Tooleville sits elevated closer to the foothills than most of Tulare County’s other communities, and Galdamez said Tooleville’s water operator believes the wells might not be drilled deep enough. She compared the water table to a bank account, and the water and rain the Central Valley gets in the wet seasons akin to depositing revenue in the bank.

“In the summertime, you take out what you had budgeted for your savings, and you start overdrafting your account, it gets super dangerous—where you get to the point where you have no water in the ground.” Galdamez said. “That may be what’s suspected to be happening out there.”

Galdamez attributed two negative factors affecting Tooleville’s water supply issues, the first being residents not cutting back on their usage during the summer.

“They all have really nice yards, and everyone has plants,” Galdamez said. “Everyone likes to have a green yard and likes to water their plants and that’s super normal and valid. But it’s a small community, and unfortunately, because they’re running so low on water, because they haven’t cut back on their water or anything, that’s one of the reasons why they are losing groundwater.”

The two-road town is also surrounded by orange groves, where ag wells are drilled much deeper than private and community wells, depleting the water supply in the area.

“As the water starts depleting, private wells are the first ones to get hurt,” Galdamez said. “Community wells are the second ones and they’re really not that far off.”

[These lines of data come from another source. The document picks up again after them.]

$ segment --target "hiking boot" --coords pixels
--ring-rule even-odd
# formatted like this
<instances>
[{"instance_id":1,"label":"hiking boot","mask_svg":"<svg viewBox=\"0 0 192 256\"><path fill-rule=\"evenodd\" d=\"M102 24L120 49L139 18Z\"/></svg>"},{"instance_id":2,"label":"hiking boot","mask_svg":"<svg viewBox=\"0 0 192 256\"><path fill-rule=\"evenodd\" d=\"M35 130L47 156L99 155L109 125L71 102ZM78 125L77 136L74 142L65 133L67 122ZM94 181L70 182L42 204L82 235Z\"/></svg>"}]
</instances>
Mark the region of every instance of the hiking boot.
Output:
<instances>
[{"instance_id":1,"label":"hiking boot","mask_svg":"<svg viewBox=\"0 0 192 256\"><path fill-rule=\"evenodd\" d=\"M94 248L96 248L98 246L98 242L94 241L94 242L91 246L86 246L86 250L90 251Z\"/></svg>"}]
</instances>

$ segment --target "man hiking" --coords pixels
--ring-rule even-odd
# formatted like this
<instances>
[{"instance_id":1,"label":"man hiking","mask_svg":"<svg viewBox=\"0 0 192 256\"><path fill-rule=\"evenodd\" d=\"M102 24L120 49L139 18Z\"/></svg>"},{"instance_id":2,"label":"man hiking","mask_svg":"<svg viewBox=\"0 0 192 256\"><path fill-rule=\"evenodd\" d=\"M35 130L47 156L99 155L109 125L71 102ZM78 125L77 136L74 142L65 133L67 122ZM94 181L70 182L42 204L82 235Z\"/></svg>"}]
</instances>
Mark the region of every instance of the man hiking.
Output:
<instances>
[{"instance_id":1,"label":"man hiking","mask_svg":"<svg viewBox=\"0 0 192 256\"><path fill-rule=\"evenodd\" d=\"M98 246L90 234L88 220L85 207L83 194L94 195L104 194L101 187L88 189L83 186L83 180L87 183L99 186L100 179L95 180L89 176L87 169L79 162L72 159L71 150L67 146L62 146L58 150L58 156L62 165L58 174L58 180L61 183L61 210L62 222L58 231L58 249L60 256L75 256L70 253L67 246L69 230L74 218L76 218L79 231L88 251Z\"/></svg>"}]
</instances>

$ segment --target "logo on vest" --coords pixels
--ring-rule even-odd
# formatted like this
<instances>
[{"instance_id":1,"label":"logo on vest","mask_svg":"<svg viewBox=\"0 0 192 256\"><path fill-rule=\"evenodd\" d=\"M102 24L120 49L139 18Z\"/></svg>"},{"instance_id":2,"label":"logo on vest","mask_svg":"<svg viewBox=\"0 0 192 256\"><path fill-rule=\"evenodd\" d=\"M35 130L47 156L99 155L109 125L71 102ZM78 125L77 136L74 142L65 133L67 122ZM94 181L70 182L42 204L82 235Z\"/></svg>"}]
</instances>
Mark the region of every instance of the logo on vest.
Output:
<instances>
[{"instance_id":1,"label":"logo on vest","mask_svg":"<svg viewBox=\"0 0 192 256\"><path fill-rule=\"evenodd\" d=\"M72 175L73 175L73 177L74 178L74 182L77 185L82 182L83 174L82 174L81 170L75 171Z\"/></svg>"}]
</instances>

Galdamez said Self-Help is in the process of getting a second opinion on the Albert Street well. In the meantime, Self-Help and the county are working to get a 10,000 water tank to Tooleville within the next few weeks. Galdamez said the details of where and how to get the tank into Tooleville are still being ironed out, as the street and where the well is located is too narrow to get a truck through.

“Overnight, it fills up with water when nobody’s using it,” Galdamez said. “In the daytime, it helps them with the water pressure, so that way they have a little extra water on deck to help them out.”